Continued from Feb. 10 Military Health Matters e-report. 

She didn’t sleep for three nights. On the fourth day, she fell apart. She was assigned a psychiatrist and given medication to help her sleep. That was only the beginning. Dupuis had post-traumatic stress disorder.

She finished her tour, repeatedly talking herself out of the urge to quit, hiding when she needed to cry, surviving on the stress and adrenaline that were the hallmarks of her trade.

Rather than relief, however, her return to Canada at her tour’s end only led to emotional collapse and years of escalating anguish and psychological torment.

“I completely fell apart. I felt like I’d died inside. I was unable to laugh or even smile. I didn’t laugh for a few years. It was a really long process, the ongoing recovery. I was unable to take care of myself. Making myself toast was too much.”

Beset by flashbacks and panic attacks so intense that she’d pass out, she went on sick leave. She underwent six years of counselling—psychiatrists, psychologists, social workers, addictions counsellors, a padre. Her recovery was “a full-time job.”

She was in therapy for six years. She left the Forces on a medical release in 2014 and began a return-to-work program, finishing her high school before her release, then taking a two-year diploma in security management after.

“I feel very fortunate that I had all those resources,” she says. “They made a big difference, with time. I learned how to cope. Now I have tools. I am stabilized. I am still medicated for my PTSD—way less, though. I’m functional.”

Dupuis got back into sports, a lifelong love that had fallen by the wayside during her struggles. She joined Soldier On, a Forces program that supports serving members and veterans as they confront and overcome physical or mental-health illnesses and injuries through physical activity and sport.

Last year, the now-office administrator won two gold medals in track-and-field (100 metres and 200 metres) at the 2016 Invictus Games in Orlando, Fla., along with a bronze in heavy-weight powerlifting (benchpress).

At 37, she’s co-captain of Canada’s 2017 Invictus Games team and will compete in track and field and rowing in Toronto this fall. She says she’s in the best physical shape ever and has regained control of her life.

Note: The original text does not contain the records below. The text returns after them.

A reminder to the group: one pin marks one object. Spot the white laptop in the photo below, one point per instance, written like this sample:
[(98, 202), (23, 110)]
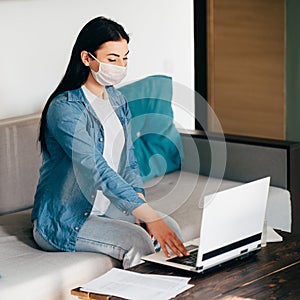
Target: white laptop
[(231, 227)]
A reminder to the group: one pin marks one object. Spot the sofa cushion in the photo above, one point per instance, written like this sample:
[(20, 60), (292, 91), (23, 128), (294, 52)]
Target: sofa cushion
[(30, 273), (157, 142)]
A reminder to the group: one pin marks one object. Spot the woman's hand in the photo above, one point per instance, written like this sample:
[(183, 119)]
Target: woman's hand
[(166, 237), (160, 230)]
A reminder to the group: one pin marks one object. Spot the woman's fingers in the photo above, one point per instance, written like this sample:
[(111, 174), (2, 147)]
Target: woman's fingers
[(167, 238)]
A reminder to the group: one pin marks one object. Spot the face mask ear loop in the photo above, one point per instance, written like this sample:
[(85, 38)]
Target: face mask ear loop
[(90, 54)]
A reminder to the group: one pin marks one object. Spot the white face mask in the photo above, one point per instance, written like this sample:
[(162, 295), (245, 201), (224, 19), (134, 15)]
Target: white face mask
[(108, 74)]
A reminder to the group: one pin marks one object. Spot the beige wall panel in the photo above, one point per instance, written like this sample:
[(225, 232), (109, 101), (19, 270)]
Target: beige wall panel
[(246, 66)]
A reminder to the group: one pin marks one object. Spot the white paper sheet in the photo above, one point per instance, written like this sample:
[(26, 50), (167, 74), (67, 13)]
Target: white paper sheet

“Soldier On has really been a life-changing experience,” she says. “I was inspired by other injured, and that’s when I changed my way of thinking, of dealing with my injury.

“I was looking for ways to use it, to actually make a purpose of that [incident], and give reason to their deaths. So now I try to put my experience and what I went through to good use, into something positive by trying to help others and raising awareness around mental health.”